Source: Myles Magner/Facebook

After several days of contentious negotiation, the management of Black Creek Community Health Centre in Toronto abandoned efforts to reach an agreement with its unionized workers late in the night on June 12. With no options left, and an offer to extend the strike deadline rebuffed by the employer, Ontario Public Service Employees Union (OPSEU) Local 5117—consisting of 71 front-line healthcare workers—was forced to go on strike. The workers represented by OPSEU Local 5117 provide essential medical services to some of Toronto’s most vulnerable working-class communities, and provide services crucial to the fight against COVID-19, including vaccinations and rapid testing. Even though their last contract had expired in 2020, the workers of Local 5117 have continued to provide a high level of care to a community that depends on them, despite the pressures placed on them by the pandemic and the burden of having to work for months without a contract.

The demands of the striking workers centre around the one per cent wage increase per year that is permitted under Bill 124. Bill 124 itself is a deeply unpopular bill introduced by the Ford government in 2019 that serves as a way to suppress the wages of nursing and health-care professionals by limiting wage increases to one per cent each year, for three years. Considering that the rate of inflation hit 3.4 per cent this past April, this wage cap essentially legislates nurses to take a significant pay cut year after year.

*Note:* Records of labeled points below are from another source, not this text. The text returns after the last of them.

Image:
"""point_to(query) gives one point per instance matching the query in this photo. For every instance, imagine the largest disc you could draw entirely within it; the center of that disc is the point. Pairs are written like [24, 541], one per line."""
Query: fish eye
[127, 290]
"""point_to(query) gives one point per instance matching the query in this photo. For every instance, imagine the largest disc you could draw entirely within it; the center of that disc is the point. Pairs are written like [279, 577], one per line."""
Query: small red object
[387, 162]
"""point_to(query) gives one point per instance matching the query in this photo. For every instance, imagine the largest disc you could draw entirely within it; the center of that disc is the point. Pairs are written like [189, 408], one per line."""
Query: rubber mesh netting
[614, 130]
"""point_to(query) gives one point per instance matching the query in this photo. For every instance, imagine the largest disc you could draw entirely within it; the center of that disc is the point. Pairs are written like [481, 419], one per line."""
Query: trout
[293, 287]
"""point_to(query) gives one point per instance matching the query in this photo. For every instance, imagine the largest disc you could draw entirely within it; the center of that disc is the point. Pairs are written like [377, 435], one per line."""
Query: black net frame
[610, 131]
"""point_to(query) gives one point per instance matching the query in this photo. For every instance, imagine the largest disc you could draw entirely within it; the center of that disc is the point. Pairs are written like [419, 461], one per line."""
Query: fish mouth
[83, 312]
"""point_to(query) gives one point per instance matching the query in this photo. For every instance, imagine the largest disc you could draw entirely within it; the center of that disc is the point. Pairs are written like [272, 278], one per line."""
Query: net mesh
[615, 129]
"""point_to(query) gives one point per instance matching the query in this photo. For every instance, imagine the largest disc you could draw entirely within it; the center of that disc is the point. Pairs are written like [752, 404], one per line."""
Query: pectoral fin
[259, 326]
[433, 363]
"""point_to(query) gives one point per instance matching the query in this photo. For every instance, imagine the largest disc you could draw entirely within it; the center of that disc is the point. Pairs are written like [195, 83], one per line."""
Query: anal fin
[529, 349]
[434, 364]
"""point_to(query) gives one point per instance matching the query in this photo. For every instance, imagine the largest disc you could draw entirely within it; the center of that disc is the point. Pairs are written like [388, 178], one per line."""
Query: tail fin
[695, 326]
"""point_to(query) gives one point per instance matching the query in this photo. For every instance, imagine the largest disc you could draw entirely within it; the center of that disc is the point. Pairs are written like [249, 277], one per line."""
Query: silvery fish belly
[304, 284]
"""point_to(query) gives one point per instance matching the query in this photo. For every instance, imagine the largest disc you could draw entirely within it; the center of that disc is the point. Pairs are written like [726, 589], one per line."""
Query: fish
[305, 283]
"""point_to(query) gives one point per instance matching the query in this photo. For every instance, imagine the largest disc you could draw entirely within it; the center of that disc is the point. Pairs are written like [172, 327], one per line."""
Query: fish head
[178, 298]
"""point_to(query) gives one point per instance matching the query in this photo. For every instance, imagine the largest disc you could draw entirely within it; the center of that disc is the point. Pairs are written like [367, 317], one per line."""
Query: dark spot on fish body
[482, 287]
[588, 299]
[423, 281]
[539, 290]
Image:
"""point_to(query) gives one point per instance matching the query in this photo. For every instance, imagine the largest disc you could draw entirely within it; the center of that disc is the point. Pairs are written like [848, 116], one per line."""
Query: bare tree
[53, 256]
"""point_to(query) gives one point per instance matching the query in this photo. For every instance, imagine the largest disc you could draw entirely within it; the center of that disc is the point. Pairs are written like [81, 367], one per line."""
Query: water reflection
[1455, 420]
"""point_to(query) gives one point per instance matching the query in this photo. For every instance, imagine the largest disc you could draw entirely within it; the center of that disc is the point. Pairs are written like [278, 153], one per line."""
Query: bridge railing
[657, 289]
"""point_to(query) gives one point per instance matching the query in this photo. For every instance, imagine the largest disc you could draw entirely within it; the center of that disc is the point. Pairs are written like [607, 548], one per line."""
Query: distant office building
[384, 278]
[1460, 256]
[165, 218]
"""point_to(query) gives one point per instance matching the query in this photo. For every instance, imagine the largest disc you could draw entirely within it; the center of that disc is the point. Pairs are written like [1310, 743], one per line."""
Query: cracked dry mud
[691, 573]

Despite the fact that a one per cent annual wage increase is insultingly insufficient, and despite it being implemented at community health centres in other parts of Toronto, the management at Black Creek Community Health Centre are denying their workers even this small increase in pay.

The management of the centre, represented by executive director Cheryl Prescod, has tried to spin the narrative around the breakdown in negotiations to make it seem like the union was responsible. Just before the strike she sent out a letter to the employees claiming that the union wouldn’t provide proof of government funding for a wage increase. This is a ridiculous claim, as Prescod admits that she was verbally promised the necessary funding from Ontario Health, and it’s even more ridiculous to expect a union to guarantee government promises.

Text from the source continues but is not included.